[extropy-chat] new [?] anti-angiogenesis drug

Damien Broderick thespike at satx.rr.com
Wed Jul 27 20:46:42 UTC 2005


http://www.msnbc.msn.com/id/8726644/


LONDON - A smart anti-cancer bomb that acts like a Trojan horse can 
penetrate deep into tumors where it explodes and destroys cancerous cells 
without harming healthy ones, scientists said on Wednesday.

Researchers at the Massachusetts Institute of Technology who devised the 
molecular size bomb tested it in mice with skin or lung cancer. Mice given 
the treatment lived more than three times longer than untreated rodents.

The scientists believe it could have the same effect in humans.
"We're quite hopeful and optimistic that as we translate this into humans 
the results pan out as they have in animals," Professor Ram Sasisekharan, 
of MIT's Biological Engineering Division, said in an interview.

The smart bomb uses nanotechnology which manipulates materials on a 
molecular or atomic scale, to deliver chemotherapy drugs to destroy the 
tumor and anti-angiogenesis agents to block its blood supply.

After the bomb, which is like a balloon within a balloon, is injected into 
the bloodstream it travels to the tumor and burrows deep inside. The outer 
membrane then disintegrates and releases an anti-angiogenesis drug so the 
blood vessels feeding the tumor collapse.

Few side effects
The drug-packed nanocell trapped inside the tumor explodes unleashing the 
chemotherapy drug to kill the cancerous cells. No healthy cells are 
destroyed so debilitating side effects such as hair loss, vomiting, nausea 
and weight loss could be eliminated.

"If you don't really shut the supply lines the tumor cells can escape and 
that is how they metastasize (spread).
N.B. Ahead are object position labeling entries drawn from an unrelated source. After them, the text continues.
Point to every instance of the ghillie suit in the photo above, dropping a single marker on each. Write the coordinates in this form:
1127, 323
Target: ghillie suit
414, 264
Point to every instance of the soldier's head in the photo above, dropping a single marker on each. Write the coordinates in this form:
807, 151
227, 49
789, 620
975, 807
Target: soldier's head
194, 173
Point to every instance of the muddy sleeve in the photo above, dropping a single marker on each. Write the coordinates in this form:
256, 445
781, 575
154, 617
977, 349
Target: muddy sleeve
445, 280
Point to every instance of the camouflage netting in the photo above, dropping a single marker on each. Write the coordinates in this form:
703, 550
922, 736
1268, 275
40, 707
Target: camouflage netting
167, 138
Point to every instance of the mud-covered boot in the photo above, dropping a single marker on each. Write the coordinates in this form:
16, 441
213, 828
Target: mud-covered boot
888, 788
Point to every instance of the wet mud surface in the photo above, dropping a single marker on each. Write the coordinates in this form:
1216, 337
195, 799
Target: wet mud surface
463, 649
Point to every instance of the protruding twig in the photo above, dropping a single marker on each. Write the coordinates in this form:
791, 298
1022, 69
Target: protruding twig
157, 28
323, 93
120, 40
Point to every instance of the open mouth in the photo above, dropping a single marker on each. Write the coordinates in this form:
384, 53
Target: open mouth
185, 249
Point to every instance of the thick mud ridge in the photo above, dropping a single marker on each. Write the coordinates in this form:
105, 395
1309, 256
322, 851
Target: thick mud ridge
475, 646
By killing the supply lines you are 
limiting the leaching of the chemotherapy agents to the healthy cells," 
Sasisekharan said.

Mice that had no treatment died at 20 days.
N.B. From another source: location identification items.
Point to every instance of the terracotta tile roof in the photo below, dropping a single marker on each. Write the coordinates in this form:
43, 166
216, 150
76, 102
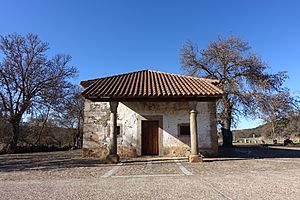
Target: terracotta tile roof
149, 84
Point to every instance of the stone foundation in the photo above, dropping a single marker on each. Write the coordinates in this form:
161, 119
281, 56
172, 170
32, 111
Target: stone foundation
127, 152
176, 151
99, 152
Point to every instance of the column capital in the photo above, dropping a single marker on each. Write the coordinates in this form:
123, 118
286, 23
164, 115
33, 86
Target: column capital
193, 111
113, 106
193, 105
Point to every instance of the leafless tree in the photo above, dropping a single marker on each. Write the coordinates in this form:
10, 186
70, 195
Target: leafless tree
276, 108
241, 74
28, 77
70, 114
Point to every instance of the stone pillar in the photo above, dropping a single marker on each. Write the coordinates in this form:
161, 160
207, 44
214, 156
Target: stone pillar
113, 156
194, 156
The smart bomb was more effective against melanoma than lung cancer which 
the scientists, who reported the findings in the science journal Nature, 
said shows the need to change the design of the bomb to attack different 
types of cancer.

"It's an elegant technique for attacking the two compartments of a tumor, 
its vascular system and the cancer cells," Judah Folkman, a cancer expert 
at the Children's Hospital Boston, said in a statement.

Because the smart bomb, which is a new approach to drug delivery, uses 
existing drugs and materials the researchers think it could have a similar 
impact in humans.

They also believe it could be adapted to work for other types of cancer and 
illnesses and to test drug combinations.

"We've been able to show you can definitely decrease toxicity (of the 
drugs) and increase efficacy," said Sasisekharan.